4. Experiments and results analysis
    The process of collecting reliable and adequately labeled data for building NN models is a difficult
task, therefore, for conducting this study, it is advisable to use existing data sets as a training data
sample for NN used to solve the problem of generating paraphrases.
    Among the available datasets are Quora Question Dataset [28] and Para-NMT-50m [29]. The first
of these datasets is designed to detect duplicate questions on Quora sites. It consists of a series of
questions and an end mark that indicates whether they are meaningfully identical. In view of the
limited nature of this set, its full use for the problem being solved is not optimal, since as a result of
training, the NN model will be able to generate only interrogative sentences. However, it can be
partially adapted for the task of maintaining a conversation with the user.
    Para-NMT-50m is more suitable for the task of generating paraphrases, because compiled with the
help of automatic translation systems and includes 50,000,000 pairs of sentences, which are
paraphrases of each other.

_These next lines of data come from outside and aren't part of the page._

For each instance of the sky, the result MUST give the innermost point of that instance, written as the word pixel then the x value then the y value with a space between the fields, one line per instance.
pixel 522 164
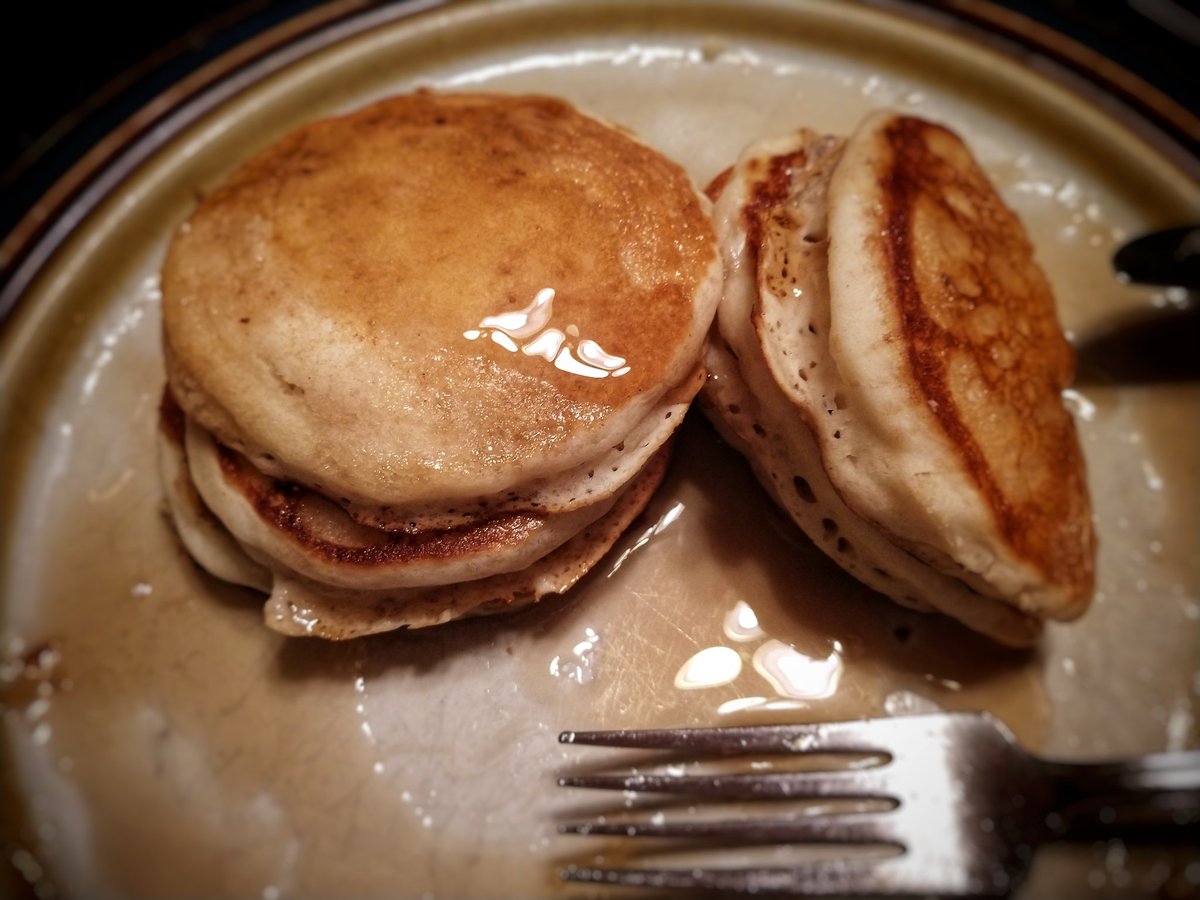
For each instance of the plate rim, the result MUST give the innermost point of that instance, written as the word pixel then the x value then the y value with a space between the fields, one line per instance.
pixel 30 247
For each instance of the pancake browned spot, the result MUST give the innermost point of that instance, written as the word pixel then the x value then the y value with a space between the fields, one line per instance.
pixel 430 345
pixel 888 358
pixel 984 345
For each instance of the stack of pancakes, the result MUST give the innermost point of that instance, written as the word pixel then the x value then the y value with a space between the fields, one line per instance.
pixel 888 358
pixel 424 360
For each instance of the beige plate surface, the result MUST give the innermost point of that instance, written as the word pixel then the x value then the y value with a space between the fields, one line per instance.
pixel 163 743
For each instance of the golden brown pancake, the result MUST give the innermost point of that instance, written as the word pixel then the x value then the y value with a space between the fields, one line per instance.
pixel 887 355
pixel 427 358
pixel 441 303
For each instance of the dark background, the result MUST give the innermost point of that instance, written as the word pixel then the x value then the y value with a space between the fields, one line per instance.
pixel 72 71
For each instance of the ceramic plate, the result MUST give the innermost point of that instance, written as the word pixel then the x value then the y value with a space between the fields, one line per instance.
pixel 162 742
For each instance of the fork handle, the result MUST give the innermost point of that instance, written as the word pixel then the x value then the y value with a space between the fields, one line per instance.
pixel 1153 798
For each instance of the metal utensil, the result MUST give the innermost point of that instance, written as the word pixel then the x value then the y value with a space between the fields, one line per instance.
pixel 966 805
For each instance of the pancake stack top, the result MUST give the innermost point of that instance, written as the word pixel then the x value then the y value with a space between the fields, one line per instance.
pixel 424 359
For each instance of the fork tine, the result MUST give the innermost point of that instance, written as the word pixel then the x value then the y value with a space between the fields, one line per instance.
pixel 817 737
pixel 834 877
pixel 844 828
pixel 865 784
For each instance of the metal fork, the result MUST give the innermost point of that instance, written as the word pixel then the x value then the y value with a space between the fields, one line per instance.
pixel 970 805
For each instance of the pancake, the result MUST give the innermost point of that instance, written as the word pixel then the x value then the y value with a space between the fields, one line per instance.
pixel 424 360
pixel 301 606
pixel 425 309
pixel 887 355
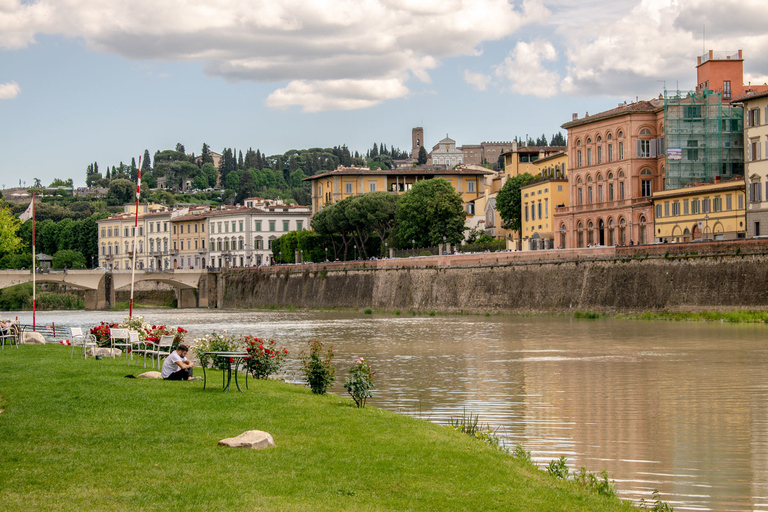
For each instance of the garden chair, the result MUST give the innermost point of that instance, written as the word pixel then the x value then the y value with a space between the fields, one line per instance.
pixel 119 338
pixel 7 335
pixel 162 348
pixel 78 338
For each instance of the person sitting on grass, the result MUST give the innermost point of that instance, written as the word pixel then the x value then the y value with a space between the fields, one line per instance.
pixel 176 366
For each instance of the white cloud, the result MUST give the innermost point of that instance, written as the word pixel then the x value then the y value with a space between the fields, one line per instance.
pixel 524 71
pixel 478 80
pixel 320 95
pixel 306 41
pixel 9 90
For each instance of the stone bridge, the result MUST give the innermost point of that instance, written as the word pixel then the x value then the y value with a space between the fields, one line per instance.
pixel 100 286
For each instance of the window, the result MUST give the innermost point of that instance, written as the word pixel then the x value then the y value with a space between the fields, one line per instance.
pixel 643 149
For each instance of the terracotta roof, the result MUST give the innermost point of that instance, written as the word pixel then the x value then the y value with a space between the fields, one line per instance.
pixel 416 171
pixel 653 105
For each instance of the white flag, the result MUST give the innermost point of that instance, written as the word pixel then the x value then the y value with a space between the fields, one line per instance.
pixel 27 213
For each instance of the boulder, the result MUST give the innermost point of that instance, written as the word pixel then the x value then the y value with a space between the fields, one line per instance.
pixel 255 439
pixel 32 338
pixel 103 351
pixel 150 375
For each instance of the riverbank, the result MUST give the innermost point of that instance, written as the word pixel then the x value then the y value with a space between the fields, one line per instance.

The complexity of full-fledged processing of this data set lies in the high
volume and laboriousness of performing calculations on available hardware. In this regard, by
generalization and aggregation by means of the used libraries functional the sample size was reduced
to 7,500,000 sentence pairs. They were divided as follows: 6,000,000 for the training sample;
1,000,000 for a test sample; 500,000 for the validation sample.
    To use the data correctly and submit them to the input of the NN LSTM and Transformer models,
it was necessary to tokenize them (using the WordTokenizer class of the used library) and compose a
data structure in the form of a dictionary in which a number is assigned to each token. After that, the
procedure was carried out to translate sentences into a sequence of numbers.
    The performance of each architecture will be tested on a test dataset that was created previously
using the BLEU metric. During the training of the models, 2 optimizers were used - Adam and SGD.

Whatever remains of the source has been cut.